The Bill of Rights for Parents Who Gov. Ron DeSantis has signed on June 30, 2021, provides that parents can object to and withdraw their child from educational materials based on their beliefs about morality, sex, and religion.
The only mention of holidays and cultural traditions in the Pasco school Fifth grade curriculum guide says students will read stories from “different cultures” and encourages parents to discuss the meaning of different holidays with their children.
CPALMSthe Florida Department of Education’s official source for educational standards, includes recognized vacation courses in world language, history, and civics classes, as well as hundreds of grants for multicultural education.
Long contacted the principal and got a similar response. The principal, she said, claimed to have spoken to an assistant superintendent from the district. The deputy principal assigned to the school is Kimberley Poeaccording to Pasco Schools Director of Employee Relations Kathy Scalise.
Long said the principal told her, “Due to the Parent Bill of Rights (sic), the school could not celebrate holidays.”
Apparently that doesn’t apply to Christmas, Long claimed, noting Christmas-themed decorations at a school “Christmas shop” and a variety of related activities.
‘(The) kids are going to see the musical,’elf jr“During school, the school will be fully decorated for Christmas and a ‘Christmas Night’ is planned,” Long told Florida Politics. “(The Headmaster) explained these things by saying that it is a public holiday, not Christmas, and parents can opt out of their students. Teachers are allowed to have Christmas trees in their rooms, but not Elf on The Shelf.
“If students can opt-in or opt-out of all of these activities, I suggested that students could be opted-out of my Hanukkah presentation.”
Long stressed that she did not want to force her religion on anyone.
“I’m just trying to expose my kid’s classmates to other traditions,” she said.
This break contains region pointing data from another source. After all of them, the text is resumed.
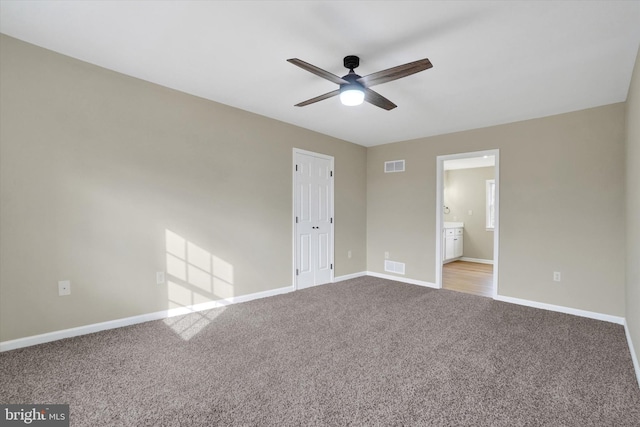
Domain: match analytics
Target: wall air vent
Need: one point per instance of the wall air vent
(394, 166)
(394, 267)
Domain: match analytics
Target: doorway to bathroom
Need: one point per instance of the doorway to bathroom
(467, 222)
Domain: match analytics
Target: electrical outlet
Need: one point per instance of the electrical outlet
(64, 288)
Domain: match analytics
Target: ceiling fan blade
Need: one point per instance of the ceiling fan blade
(317, 71)
(378, 100)
(395, 73)
(319, 98)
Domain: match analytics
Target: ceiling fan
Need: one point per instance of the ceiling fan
(354, 89)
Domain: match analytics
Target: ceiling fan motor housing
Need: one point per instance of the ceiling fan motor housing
(351, 62)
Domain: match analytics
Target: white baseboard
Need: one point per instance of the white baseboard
(478, 260)
(632, 349)
(562, 309)
(402, 279)
(127, 321)
(349, 276)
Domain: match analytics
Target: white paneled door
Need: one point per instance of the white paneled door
(313, 211)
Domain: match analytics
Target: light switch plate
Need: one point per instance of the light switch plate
(64, 288)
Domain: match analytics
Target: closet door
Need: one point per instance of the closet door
(313, 206)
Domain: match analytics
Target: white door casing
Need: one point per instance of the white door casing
(313, 219)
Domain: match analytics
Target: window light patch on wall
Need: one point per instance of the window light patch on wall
(394, 166)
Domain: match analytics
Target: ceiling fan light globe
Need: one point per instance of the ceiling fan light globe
(352, 97)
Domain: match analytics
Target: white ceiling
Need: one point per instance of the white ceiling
(494, 62)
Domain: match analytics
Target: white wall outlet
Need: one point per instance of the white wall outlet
(64, 288)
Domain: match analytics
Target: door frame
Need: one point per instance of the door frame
(440, 218)
(295, 151)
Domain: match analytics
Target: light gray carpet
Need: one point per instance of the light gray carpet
(366, 351)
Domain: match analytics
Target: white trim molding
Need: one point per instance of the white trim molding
(478, 260)
(402, 279)
(562, 309)
(349, 276)
(127, 321)
(634, 358)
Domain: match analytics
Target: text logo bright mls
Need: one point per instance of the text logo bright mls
(36, 415)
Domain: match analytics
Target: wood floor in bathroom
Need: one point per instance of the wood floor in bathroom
(470, 277)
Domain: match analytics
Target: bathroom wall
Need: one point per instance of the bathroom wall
(465, 196)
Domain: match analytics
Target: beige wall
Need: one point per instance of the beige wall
(633, 209)
(465, 190)
(97, 166)
(561, 206)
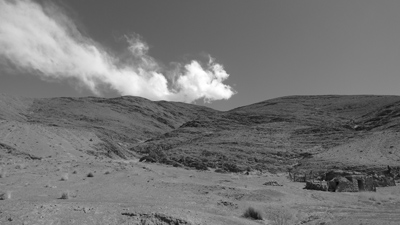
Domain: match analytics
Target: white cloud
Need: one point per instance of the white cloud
(42, 40)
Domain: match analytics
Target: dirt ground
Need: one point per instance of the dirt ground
(131, 192)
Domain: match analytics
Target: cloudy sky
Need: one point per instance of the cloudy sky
(224, 54)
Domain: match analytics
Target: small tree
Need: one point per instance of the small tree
(251, 213)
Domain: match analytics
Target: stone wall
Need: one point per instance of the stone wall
(318, 185)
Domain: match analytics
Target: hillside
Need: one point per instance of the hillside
(310, 132)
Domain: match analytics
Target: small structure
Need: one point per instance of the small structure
(352, 183)
(317, 185)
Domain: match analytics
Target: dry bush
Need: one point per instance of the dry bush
(64, 177)
(20, 166)
(3, 173)
(65, 195)
(6, 195)
(251, 213)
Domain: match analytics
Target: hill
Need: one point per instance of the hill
(305, 132)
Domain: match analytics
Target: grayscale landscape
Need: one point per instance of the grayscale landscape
(128, 160)
(211, 112)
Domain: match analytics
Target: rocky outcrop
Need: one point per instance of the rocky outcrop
(154, 219)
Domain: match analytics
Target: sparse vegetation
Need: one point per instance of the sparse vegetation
(251, 213)
(65, 195)
(3, 173)
(6, 195)
(64, 177)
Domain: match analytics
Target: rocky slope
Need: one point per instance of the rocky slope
(316, 132)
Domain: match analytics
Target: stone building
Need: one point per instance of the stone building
(351, 183)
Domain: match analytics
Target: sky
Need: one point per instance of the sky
(222, 54)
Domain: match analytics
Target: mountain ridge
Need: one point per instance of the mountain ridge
(276, 134)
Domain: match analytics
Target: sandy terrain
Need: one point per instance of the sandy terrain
(120, 189)
(48, 148)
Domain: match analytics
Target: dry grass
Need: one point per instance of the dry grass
(20, 166)
(252, 213)
(64, 177)
(3, 173)
(65, 195)
(5, 196)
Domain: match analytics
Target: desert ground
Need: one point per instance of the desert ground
(78, 161)
(132, 192)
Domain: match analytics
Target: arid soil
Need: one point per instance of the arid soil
(131, 192)
(175, 163)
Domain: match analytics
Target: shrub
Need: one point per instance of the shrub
(65, 195)
(6, 195)
(251, 213)
(64, 177)
(3, 173)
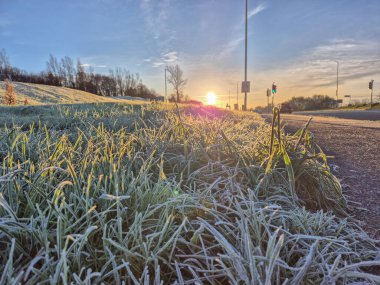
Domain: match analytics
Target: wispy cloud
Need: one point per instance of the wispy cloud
(358, 60)
(259, 8)
(228, 48)
(156, 14)
(166, 58)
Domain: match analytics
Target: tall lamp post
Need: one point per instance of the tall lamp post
(246, 45)
(337, 79)
(166, 88)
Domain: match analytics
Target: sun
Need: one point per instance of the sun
(211, 98)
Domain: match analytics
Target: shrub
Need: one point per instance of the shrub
(10, 95)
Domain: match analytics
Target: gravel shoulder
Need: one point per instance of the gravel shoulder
(355, 147)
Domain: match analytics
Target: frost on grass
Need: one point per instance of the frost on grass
(157, 195)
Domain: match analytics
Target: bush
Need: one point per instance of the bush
(10, 95)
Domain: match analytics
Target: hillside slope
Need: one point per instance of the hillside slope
(38, 94)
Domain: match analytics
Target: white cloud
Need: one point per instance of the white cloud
(170, 57)
(259, 8)
(167, 58)
(156, 14)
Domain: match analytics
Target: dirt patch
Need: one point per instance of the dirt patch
(356, 162)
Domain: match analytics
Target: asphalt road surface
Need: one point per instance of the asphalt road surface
(373, 115)
(355, 147)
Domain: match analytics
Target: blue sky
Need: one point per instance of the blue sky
(292, 42)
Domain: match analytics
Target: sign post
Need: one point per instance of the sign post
(274, 91)
(371, 88)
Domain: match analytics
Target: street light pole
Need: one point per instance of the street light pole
(166, 88)
(246, 53)
(237, 94)
(337, 79)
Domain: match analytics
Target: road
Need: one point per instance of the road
(355, 146)
(373, 115)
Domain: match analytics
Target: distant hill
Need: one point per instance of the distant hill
(38, 94)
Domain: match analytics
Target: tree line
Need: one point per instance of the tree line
(65, 72)
(316, 102)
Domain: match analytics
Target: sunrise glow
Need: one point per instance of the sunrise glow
(211, 98)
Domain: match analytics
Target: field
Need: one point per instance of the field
(38, 94)
(155, 194)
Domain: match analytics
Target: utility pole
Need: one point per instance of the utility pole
(237, 94)
(246, 52)
(229, 98)
(337, 79)
(166, 88)
(371, 88)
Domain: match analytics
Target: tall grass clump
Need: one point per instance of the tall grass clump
(114, 194)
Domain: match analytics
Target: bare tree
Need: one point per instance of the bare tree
(175, 78)
(4, 64)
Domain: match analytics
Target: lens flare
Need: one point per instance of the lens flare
(211, 98)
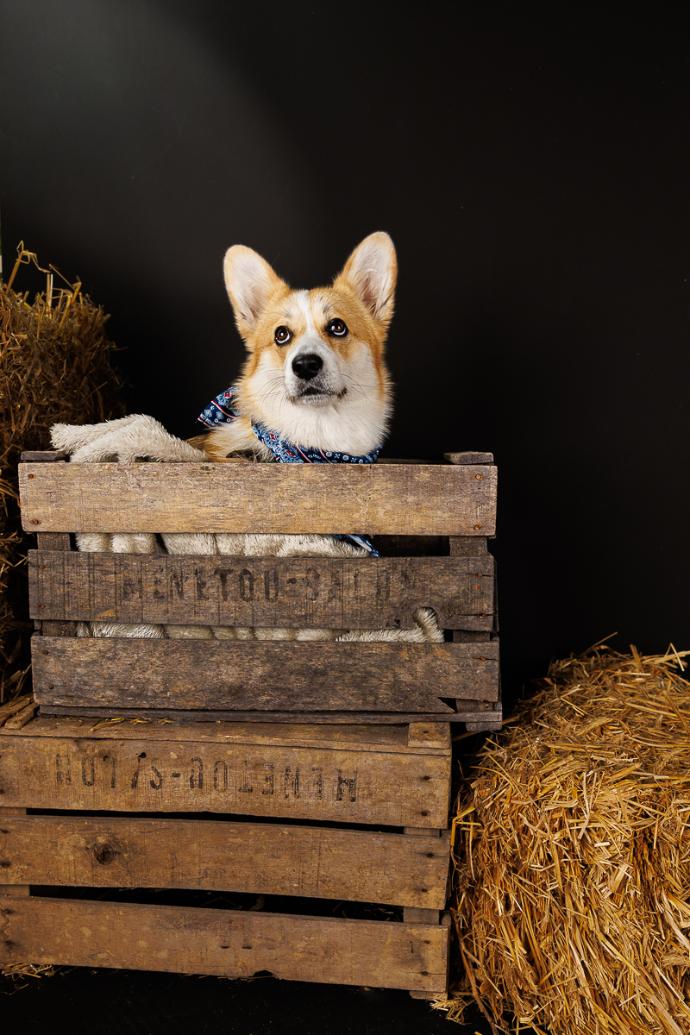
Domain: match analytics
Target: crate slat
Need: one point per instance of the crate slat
(415, 499)
(276, 774)
(321, 592)
(223, 942)
(261, 858)
(204, 675)
(419, 738)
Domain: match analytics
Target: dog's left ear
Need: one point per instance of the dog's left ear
(370, 272)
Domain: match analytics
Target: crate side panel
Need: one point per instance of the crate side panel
(296, 592)
(261, 858)
(285, 498)
(377, 788)
(225, 943)
(302, 677)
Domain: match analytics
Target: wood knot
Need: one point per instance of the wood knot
(103, 854)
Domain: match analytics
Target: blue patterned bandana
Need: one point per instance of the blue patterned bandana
(222, 410)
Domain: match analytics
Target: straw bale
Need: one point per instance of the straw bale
(572, 856)
(55, 365)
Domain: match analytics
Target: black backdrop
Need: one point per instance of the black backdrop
(534, 175)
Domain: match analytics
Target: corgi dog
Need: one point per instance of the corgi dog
(315, 374)
(315, 388)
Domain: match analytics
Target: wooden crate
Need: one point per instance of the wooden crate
(433, 519)
(108, 830)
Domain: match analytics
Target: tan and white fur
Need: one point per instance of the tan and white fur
(316, 374)
(346, 406)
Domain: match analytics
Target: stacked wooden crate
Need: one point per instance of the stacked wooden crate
(305, 773)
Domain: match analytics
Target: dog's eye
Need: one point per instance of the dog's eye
(282, 335)
(337, 328)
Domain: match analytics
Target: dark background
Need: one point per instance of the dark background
(533, 171)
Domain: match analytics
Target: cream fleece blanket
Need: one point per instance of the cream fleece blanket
(142, 438)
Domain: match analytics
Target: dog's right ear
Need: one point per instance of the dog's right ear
(249, 283)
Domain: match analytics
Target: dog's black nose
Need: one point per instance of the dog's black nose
(307, 366)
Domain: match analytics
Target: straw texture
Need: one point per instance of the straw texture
(572, 856)
(55, 365)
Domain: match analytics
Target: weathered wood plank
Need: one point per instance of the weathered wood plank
(477, 713)
(283, 498)
(321, 592)
(109, 773)
(203, 675)
(223, 942)
(359, 738)
(56, 542)
(261, 858)
(9, 887)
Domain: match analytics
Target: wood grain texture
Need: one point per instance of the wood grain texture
(260, 858)
(463, 713)
(289, 498)
(163, 774)
(204, 675)
(9, 887)
(417, 739)
(223, 942)
(297, 592)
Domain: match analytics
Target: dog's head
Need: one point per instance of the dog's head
(316, 371)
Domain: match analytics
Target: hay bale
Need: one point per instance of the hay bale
(55, 365)
(572, 851)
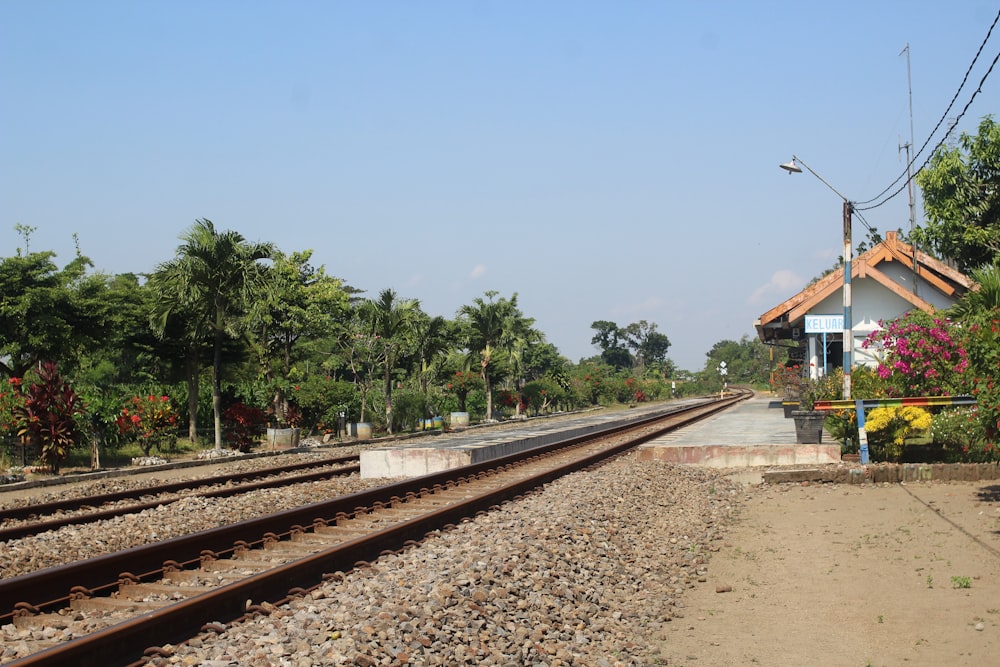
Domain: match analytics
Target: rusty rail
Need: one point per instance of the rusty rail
(127, 641)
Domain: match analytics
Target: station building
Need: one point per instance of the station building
(887, 281)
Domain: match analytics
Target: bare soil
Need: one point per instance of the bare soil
(831, 575)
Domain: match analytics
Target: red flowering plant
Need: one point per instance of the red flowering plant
(11, 399)
(982, 340)
(242, 426)
(48, 415)
(919, 356)
(150, 421)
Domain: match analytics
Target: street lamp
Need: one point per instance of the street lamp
(793, 168)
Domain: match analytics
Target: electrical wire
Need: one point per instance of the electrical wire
(939, 144)
(913, 160)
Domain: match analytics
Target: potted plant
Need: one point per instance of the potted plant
(808, 420)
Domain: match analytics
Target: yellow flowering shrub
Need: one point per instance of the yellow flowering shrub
(889, 427)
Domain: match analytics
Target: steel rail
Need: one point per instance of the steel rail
(34, 528)
(71, 504)
(170, 625)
Long said the principal agreed to revisit the issue with Poe before making a final decision on Thursday, but suggested that if the school allowed a presentation on Hanukkah, “they would have to teach.” kwanza and diwali.”
“I think that would be great,” Long said. “I told her it would be a problem if I came in; I am happy to send the materials for use by the teacher. I explained to her that if I can’t give my presentation or the teacher doesn’t, I’ll raise hell when I see a Christmas newspaper coming home or I see a Christmas tree at school.”
Florida Politics contacted Principal Poe, principal of Pasco kurt browning, and Deputy Superintendent Ray Gad. At the time of going to press, no one had replied.
But the problem appeared to have been resolved by Wednesday afternoon. Pasco Schools Public Information Officer Stephen Hegarty told Florida Politics that Long could actually give her Hanukkah presentation once she met with the teacher and other relevant faculty.
Hegarty confirmed that a local TV reporter had also learned about the problem and was looking for answers. He said the district was cautious in expressing reluctance at Long’s request.
“The Parents’ Bill of Rights is new, and while it doesn’t address a lot of things, it does address some things, and everyone wants to make sure they’re doing the right thing,” he said. “You’re trying to be careful.”
He added: “To my knowledge the teacher has sought clarification from her Headmaster, her Headmaster has sought clarification and that’s where we are now, meaning she’s going to work through it, making sure everything is done appropriately and me assume she will go into the classroom and give a nice presentation. From what I understand she has done a great job in the past.”